The examples you raised are all - I believe not by coincidence - related to how Clojure interact with the host platform (both Java and Javascript). It simply doesn't shield you from it. As a consequence tracebacks bubble up, and you're expected to know how to debug it, and hopefully use the debugger of the host platform. This is aggravated on JS since JS exceptions mean nothing most of the time.

clojure.spec (launching on 1.9) will allow better error reporting on some cases, but the philosophy of the language has always being about giving you a lot of power vs. shielding you from complexity.

Also, a lot of people being introduced to Clojure from a Ruby background (and others, ofc) are having to learn simultaneously about: functional programming, Lisp, immutable data structures, the internals of JS/JVM, advanced concepts like STM, CSP, and a whole host of new libraries. That is a steep learning hill, specially if one bought the argument that programmers are snowflakes who can't take frustration. Once you're on the other side though, the complex, messy real-world projects become more amenable, because Clojure was created thinking about those. That's what Rich meant by "Simple ain't easy".

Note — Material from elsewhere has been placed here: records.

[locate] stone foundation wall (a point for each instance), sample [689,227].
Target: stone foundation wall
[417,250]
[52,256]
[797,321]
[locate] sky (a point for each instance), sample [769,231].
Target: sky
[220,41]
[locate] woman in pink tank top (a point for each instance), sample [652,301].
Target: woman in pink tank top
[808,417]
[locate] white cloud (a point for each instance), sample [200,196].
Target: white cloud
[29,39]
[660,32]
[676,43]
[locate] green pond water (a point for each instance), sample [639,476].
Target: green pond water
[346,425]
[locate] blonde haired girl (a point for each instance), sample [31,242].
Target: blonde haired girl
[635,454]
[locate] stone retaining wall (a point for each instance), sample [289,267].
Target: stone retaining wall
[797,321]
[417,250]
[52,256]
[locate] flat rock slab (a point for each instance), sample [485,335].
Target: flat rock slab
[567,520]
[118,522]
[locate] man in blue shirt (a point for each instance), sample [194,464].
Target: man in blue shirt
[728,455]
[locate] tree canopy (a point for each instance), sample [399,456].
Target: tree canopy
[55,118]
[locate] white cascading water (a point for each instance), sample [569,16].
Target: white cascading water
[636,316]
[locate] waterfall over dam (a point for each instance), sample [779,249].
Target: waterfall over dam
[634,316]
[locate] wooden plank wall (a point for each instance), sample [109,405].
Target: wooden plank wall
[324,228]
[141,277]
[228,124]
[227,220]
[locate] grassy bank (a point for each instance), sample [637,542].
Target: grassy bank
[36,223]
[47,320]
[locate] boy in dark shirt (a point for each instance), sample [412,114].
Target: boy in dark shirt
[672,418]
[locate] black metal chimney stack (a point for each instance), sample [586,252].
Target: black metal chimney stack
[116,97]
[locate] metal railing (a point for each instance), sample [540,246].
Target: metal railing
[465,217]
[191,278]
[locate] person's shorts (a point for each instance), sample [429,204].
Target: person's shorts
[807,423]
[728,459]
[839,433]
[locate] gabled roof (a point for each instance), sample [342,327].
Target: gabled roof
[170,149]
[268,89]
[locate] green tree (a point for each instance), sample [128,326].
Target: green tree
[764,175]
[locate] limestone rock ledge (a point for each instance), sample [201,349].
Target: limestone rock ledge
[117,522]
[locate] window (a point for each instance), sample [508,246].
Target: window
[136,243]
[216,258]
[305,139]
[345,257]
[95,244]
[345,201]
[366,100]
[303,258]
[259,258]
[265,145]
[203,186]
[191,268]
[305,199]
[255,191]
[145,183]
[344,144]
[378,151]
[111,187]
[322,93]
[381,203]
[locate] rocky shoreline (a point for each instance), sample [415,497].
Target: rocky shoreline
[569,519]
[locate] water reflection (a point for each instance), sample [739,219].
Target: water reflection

IMHO, working at a company w/ a codebase of ~150 projects written in Clojure, the productivity has paid off w/ interest though.

> specially if one bought the argument that programmers are snowflakes who can't take frustration.

I think that characterising a (clearly knowledgeable, well-referenced) account of frustrations - especially ones that do not occur in other languages - with the dismissive term "snowflake" is exactly where the stereotype of the "smug Lisp weenie" comes from.

I have used and loved Clojure for years now (I wrote the patch that made Clojure vectors implement java.util.List, back in the pre-1.0 days). The fact that these problems exist doesn't itself give me existential worries about the future of the language. The fact that almost every Twitter thread in the OP, and the parent comment, contained this sort of dismissive reaction makes me very worried indeed.

If we replicate the community of Common Lisp, we will end up replicating its level of industry adoption.

> If we replicate the community of Common Lisp

Peter Norvig, Paul Graham, Dan Weinreb, Edi Weitz, Jans Aasman, Patrick Winston, Kent Pitman, the people from Clozure/Franz/LispWorks/..., and many many others.

That would be hard to replicate.

And yet, even these luminaries were insufficient to propel significant industrial adoption in the face of a famously hostile/arrogant/condescending community. The same fate befalling Clojure would be terrible.
I find such a comment very hostile, arrogant and condescending.
Exactly my cliché of the Clojure community: a discussion about simple things like testing and tooling becomes a place to brag about some random features of Clojure. Insulting my patience (or the original author) on the way is a new one.

You're just confirming my last point, professional Clojurist? Enjoy it. Others, be warned.

The problems you listed are about ClojureScript. I agree the ergonomics are still behind JVM Clojure, but then again the competition is significantly worse too in the JS space.

And if you end up concluding some other front-end language is better, Clojure is still a really good choice for the back end.